There are just as many shapes and sizes of wood stoves as there are hot tents. What you want to look for is one that has a main box, legs that fold out and sections of pipe that fit inside for storage and travel. If you have a rectangle walled tent or a modified wedge/A-frame, then you’ll need a pipe elbow to lead the other sections outside the tent. The first section of pipe also needs a damper.
The main body of the stove is made of stainless steel, averaging 24 gauge. Some are made of titanium, making an extremely lightweight but insanely expensive stove. The pipe sections are galvanized steel, 26 gauge.
The fold-out legs raise the stove from the snow base. To limit the heated stove melting into the snow and becoming dangerously unstable, I place a heat reflector under the stove. A fireproof mat or layer of firewood can also be used as a base. I also place two chunks of wood (called skid logs) parallel under the legs to create a more solid base. The stove is placed a good 18-20 inches away from the tent wall. I place my firewood around the sides to prevent wind blowing the canvas towards the stove, not close enough for the wood pile to catch fire.
The pipe hole in the canvas tent is lined with a sheet of fiberglass material to stop the canvas igniting.

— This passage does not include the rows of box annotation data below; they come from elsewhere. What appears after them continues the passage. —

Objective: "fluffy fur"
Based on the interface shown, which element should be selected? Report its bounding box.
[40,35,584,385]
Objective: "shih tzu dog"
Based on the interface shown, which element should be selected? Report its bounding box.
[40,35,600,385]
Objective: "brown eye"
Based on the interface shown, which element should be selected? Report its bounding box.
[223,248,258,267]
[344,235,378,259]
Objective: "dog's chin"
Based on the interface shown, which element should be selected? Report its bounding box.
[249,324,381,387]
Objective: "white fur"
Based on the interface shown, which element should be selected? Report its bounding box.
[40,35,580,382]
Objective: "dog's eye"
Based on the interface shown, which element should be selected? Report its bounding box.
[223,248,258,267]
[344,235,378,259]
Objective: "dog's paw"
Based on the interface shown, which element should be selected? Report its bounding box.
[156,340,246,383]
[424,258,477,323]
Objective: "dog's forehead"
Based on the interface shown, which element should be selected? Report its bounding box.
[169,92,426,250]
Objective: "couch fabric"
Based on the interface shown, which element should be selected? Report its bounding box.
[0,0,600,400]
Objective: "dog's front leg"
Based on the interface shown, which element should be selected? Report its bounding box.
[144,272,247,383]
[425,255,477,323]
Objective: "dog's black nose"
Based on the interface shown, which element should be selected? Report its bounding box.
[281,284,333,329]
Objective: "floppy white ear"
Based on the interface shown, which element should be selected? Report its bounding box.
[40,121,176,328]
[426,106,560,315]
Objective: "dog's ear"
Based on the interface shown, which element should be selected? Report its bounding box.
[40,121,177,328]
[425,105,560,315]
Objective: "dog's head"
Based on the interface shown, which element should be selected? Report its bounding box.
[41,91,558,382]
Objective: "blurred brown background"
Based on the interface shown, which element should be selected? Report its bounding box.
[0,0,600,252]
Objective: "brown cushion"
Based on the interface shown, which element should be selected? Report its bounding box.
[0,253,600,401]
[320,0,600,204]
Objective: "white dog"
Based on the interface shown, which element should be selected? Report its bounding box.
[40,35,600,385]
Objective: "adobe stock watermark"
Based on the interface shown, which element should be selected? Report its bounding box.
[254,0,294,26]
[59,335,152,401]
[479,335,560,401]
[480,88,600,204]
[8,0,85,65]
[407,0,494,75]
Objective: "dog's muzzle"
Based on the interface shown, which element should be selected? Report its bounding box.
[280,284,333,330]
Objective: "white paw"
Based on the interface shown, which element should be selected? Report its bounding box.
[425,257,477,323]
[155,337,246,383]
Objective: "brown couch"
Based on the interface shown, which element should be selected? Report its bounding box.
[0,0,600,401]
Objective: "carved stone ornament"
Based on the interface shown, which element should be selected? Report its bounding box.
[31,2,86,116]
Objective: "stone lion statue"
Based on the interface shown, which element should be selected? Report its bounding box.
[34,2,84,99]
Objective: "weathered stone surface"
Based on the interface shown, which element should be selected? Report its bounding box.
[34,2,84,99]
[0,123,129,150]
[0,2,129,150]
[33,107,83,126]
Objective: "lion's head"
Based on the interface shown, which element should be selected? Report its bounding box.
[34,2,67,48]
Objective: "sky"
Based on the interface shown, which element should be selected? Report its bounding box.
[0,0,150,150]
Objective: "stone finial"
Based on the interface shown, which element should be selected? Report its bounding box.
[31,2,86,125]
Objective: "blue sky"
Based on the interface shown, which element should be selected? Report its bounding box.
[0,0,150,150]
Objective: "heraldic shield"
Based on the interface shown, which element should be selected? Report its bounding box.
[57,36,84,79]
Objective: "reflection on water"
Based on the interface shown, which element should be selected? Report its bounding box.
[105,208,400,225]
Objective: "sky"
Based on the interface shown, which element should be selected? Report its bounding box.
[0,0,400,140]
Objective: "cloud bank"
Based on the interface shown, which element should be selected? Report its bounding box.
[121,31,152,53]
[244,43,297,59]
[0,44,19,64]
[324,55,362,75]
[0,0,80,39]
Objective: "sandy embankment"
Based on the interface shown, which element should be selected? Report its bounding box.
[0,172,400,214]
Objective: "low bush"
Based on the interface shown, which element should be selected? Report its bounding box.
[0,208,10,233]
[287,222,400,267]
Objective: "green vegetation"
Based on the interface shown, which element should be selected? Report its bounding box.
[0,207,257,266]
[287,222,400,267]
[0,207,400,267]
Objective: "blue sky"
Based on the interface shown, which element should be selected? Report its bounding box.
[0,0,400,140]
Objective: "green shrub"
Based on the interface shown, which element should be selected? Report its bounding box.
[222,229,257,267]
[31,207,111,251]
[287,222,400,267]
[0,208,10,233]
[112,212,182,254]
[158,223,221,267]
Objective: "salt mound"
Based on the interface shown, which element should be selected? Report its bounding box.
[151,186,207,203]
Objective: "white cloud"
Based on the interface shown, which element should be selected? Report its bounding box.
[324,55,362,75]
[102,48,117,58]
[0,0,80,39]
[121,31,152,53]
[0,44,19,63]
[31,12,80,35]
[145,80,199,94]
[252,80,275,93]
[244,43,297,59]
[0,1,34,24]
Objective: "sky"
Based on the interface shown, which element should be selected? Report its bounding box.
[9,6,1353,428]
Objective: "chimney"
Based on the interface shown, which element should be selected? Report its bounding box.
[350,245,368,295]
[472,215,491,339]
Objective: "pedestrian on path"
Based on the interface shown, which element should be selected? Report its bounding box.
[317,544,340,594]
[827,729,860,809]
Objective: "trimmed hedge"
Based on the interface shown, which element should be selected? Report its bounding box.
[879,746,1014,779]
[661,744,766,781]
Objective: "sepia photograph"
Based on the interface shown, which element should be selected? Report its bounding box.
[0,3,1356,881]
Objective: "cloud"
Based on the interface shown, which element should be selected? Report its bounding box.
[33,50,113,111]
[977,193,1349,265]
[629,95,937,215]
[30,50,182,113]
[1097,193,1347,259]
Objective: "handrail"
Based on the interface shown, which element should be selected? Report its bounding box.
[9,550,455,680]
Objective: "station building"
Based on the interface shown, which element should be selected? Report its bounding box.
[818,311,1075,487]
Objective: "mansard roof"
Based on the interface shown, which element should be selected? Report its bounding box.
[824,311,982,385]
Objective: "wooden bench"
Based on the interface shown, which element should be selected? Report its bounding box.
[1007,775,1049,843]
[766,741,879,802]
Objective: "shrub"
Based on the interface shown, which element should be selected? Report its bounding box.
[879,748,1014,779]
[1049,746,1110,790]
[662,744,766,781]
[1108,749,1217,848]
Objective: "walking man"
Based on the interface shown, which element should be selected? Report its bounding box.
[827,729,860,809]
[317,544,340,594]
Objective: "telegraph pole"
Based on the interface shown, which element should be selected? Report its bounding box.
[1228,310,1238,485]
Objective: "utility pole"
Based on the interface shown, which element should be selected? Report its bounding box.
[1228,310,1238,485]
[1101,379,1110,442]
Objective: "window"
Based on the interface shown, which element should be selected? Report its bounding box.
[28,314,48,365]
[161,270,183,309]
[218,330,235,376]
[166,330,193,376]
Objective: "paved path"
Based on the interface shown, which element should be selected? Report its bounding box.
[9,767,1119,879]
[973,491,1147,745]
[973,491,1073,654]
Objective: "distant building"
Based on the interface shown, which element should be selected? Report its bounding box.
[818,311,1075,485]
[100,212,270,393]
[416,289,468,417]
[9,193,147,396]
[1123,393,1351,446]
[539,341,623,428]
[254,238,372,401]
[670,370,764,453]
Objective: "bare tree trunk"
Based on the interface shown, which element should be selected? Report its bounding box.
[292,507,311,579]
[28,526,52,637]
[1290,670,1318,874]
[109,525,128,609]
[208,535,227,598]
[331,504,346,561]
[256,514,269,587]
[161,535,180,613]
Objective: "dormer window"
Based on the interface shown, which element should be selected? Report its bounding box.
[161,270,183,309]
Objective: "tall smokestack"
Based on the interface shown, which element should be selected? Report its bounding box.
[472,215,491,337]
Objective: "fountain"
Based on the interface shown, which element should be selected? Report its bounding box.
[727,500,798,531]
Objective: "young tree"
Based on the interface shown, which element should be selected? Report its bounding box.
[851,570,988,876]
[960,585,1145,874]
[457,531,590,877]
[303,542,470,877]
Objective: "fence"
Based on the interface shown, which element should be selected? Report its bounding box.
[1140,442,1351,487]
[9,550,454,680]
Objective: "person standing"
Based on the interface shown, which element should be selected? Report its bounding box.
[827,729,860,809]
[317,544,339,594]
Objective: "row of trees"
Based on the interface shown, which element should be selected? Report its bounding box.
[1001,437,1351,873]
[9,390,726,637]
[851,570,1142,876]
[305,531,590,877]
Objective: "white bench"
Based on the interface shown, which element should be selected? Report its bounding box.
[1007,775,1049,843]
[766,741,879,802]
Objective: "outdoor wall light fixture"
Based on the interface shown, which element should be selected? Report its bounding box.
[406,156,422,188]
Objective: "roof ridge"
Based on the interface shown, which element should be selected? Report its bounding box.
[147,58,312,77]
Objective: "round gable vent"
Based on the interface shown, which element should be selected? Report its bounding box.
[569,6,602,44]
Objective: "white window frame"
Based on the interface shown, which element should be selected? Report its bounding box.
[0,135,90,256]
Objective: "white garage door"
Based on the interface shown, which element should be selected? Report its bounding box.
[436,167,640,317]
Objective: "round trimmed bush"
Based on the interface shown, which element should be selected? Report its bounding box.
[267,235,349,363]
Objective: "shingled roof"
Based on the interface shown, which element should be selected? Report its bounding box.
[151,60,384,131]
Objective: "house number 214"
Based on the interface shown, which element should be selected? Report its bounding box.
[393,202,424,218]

When using the rectangular or modified wedge/A frame tent you’ll have to hold the stove pipe up with a tripod made of two two-metre (six to eight foot) lengths of wood, held together with twine to keep it upright.
The stove is used for a heat source and as a cooking surface. I prefer a side plate that attaches to the stove. It provides a place for cooking pots, pans and kettles.
The size of the stove varies based on the size of the tent. The larger the tent, the more volume to heat, the larger the stove. My smallest stove is a Kni-Co Trekker and fits my solo and 2-person hot tent. It weighs only 10 lbs. Of course, the small size can be a disadvantage. You end up having to cut the wood into smaller pieces. Also, if temperatures are going to be -30 to -40 degrees Celsius, you’d have to burn a lot of wood. But for normal (cold) temperatures of -10 to -20 degrees Celsius, the stove works out fine. I prefer my bigger stove: Kni-Co Alaskan Junior It can easily heat up a two to six person hot tent. It’s a sturdy stove—made from 22 gauge cold rolled steel—but relatively lightweight (21 lbs).
First things first: you must burn off the poisonous gases in the zinc formed when lighting up a new stove. Don’t breathe this stuff in. It’s nasty. Once the fumes are gone, she’s good to go. Not much can go wrong with the stove while you’re using it. It’s when you store it the problems begin. Rust will set in. I really tried to keep my first stove from rusting. Problem was, I stored it in the backyard shed. Moisture grabbed hold and I had one rusty stove in less than a year.
You can scrub it with steel wool and apply blackening compound or paint it with black heat-tempered wood stove paint to reduce the rusting. You can also wipe it down and smear vegetable oil on it after each use. Eventually it will still rust. The main thing is to control it. Don’t leave soot and ash in the stove. It may contain moisture and start a chemistry experiment while the stove is in storage.
When you buy a stove, you might see a note from the manufacture stating you must layer the base of the stove with sand to eliminate/reduce the bottom rusting out. I did that on my first trip. I packed a bag of heat sand with me. It was a naive and silly move. A false bottom made of metal (a lot lighter than a bag of sand) can be purchased to help strengthen and protect the metal on the stove’s base. The open space below the flames also aids in creating a better fire and a lot more heat.
What about spark arrestors? Some hot tent winter campers swear by them and some swear at them. A spark arrestor is designed to reduce the amount of hot sparks flying out of the stove pipe and landing on the tent’s canvas. However, they tend to clog up quickly, collecting creosote, especially if you’re burning lots of resin heavy wood like pine and spruce. Either clean them on a regular basis or just make sure your stove pipe is long enough and/or angled away from your tent.